L’exploitation des ressources d’hydrate de méthane

Combustion d’hydrate de méthane (photo : Centre de recherche sur l’hydrate de méthane)

En juillet 2001, Le ministère de l’Économie, du commerce et de l’industrie a annoncé son intention d’exploiter l’hydrate de méthane au Japon. C’est en vue de réaliser ce projet que le Consortium de recherche pour les ressources d’hydrate de méthane (également connu sous le nom de Consortium de recherche MH21) a été mis sur pied en mars 2002. La première phase (2001-2008) a permis d’estimer à environ 1 140 milliards de m3 le volume des ressources primaires d’hydrate de méthane de la partie est de la fosse de Nankai entre le littoral du Tôkai et les eaux au large de Kumano. Compte tenu de la consommation annuelle du Japon à cette époque, ce volume équivalait à onze années d’importation de GNL. C’est aussi pendant la première phase du projet qu’a été mise au point une technique de dépressurisation assurant un haut rendement de production énergétique. Des technologies essentielles à la commercialisation ont également été développées, notamment des procédés de mesure et d’évaluation des propriétés et des caractéristiques de dégradation des couches d’hydrate de méthane dans les conditions in situ, un simulateur de production pour l’exploitation des ressources d’hydrate de méthane (MH21-HYDRES) et un simulateur de déformation de strate (COTHMA). En vue de confirmer l’efficacité de la technique de dépressurisation, un test a été effectué dans une zone de pergélisol située dans le delta du Mackenzie, au Canada. Ce test de six jours a montré que la méthode de dépressurisation permettait de produire en continu. En 2009, on est passé à la deuxième phase du projet, mise en œuvre par un consortium auquel participaient la Société nationale japonaise du pétrole, du gaz et des métaux ainsi que l’Institut national des sciences et des technologies industrielles avancées.

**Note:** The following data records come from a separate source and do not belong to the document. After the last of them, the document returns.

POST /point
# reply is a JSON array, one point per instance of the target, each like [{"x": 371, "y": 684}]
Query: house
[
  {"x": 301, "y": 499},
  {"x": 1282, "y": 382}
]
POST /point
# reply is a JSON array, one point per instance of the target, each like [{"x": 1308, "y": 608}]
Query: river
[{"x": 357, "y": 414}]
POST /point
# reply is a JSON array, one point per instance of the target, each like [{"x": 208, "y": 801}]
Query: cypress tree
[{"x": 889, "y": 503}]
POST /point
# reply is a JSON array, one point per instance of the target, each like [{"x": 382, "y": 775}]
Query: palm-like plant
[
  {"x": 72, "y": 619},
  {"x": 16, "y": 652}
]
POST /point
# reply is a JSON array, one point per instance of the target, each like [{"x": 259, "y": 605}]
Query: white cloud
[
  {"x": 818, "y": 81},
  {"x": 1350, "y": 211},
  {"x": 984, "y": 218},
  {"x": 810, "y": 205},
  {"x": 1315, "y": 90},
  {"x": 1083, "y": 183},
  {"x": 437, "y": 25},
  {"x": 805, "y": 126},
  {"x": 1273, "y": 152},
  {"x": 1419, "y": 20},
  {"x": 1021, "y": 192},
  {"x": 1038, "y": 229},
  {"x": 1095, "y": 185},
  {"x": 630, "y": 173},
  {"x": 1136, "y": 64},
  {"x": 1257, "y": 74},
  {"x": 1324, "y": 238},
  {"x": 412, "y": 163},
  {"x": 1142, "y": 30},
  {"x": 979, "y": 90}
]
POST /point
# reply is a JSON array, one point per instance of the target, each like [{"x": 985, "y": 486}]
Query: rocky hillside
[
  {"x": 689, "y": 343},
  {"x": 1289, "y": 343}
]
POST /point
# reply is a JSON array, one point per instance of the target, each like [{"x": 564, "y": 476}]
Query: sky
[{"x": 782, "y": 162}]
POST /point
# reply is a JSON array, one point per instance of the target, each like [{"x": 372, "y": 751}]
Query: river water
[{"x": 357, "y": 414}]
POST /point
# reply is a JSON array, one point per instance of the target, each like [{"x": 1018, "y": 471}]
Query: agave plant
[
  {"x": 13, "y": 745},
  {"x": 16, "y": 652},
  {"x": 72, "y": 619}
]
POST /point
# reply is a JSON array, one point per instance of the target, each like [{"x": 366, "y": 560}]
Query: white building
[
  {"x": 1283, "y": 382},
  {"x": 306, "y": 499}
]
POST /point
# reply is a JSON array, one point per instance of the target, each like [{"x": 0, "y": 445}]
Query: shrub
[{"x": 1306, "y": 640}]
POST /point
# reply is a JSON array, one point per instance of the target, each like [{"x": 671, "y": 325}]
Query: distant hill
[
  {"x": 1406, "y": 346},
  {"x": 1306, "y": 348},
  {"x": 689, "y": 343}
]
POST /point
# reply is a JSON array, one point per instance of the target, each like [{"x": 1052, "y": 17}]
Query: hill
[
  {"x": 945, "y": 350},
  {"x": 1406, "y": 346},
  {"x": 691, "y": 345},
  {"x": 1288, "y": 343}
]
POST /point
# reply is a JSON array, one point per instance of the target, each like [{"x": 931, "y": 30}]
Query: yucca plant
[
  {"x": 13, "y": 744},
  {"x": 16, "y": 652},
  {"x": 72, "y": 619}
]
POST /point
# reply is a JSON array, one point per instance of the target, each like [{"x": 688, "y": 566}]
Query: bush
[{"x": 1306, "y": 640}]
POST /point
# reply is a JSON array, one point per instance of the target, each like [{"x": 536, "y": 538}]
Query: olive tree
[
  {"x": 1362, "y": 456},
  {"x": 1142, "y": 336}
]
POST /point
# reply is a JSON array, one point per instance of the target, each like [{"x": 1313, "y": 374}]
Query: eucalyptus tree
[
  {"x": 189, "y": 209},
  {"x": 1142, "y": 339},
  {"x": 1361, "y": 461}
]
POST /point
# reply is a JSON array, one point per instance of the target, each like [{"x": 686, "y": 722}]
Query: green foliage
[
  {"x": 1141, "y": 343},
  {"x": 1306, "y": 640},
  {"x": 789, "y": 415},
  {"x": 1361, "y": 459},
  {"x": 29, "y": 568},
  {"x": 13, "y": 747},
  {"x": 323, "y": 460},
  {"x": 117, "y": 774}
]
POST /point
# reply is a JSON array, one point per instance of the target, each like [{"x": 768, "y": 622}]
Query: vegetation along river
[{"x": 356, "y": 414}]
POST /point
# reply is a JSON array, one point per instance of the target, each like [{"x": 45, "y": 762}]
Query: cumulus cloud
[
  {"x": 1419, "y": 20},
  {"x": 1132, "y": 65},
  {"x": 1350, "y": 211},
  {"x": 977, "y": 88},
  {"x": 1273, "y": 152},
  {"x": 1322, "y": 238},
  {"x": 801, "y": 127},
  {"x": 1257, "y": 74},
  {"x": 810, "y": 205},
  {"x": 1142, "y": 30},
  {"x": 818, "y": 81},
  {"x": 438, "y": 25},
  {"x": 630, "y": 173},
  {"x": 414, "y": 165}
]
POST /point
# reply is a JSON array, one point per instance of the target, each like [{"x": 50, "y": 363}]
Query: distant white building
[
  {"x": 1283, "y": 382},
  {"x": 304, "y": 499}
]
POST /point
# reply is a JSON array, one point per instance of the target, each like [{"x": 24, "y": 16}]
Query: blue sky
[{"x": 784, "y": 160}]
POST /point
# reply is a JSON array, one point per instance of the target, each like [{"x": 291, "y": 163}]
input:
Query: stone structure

Dans la nature, il existe trois grandes catégories d’hydrate de méthane, selon qu’il se trouve dans les couches supérieures des sédiments océaniques (en grandes quantités), le long des fissures de couches de boue ou dans les pores de couches sableuses. Le filon d’hydrate de méthane qu’on prévoit aujourd’hui d’exploiter se trouve dans des couches sableuses situées deux ou trois cent mètres en dessous du fond de la mer. Des filons d’hydrate de méthane présents dans ce genre de formation font aussi l’objet de projets d’exploitation aux États-Unis, parce que la bonne perméabilité des couches sableuses permet un écoulement relativement rapide du gaz méthane décomposé et laisse donc espérer une production en grandes quantités. Encourageant aussi est le fait qu’une bonne partie de l’arsenal des technologies conventionnelles accumulées au fil des ans pour l’exploitation des champs de pétrole et de gaz naturel pourra être mise à contribution. Outre cela, étant donné que l’hydrate de méthane se trouve dans les pores des couches sableuses, il n’est pas besoin de provoquer de grands bouleversements dans la structure de ces couches, même quand l’hydrate de méthane est séparé en gaz méthane et en eau avant extraction. Si bien que le risque d’affaissement ou de perturbation des couches géologiques est atténué.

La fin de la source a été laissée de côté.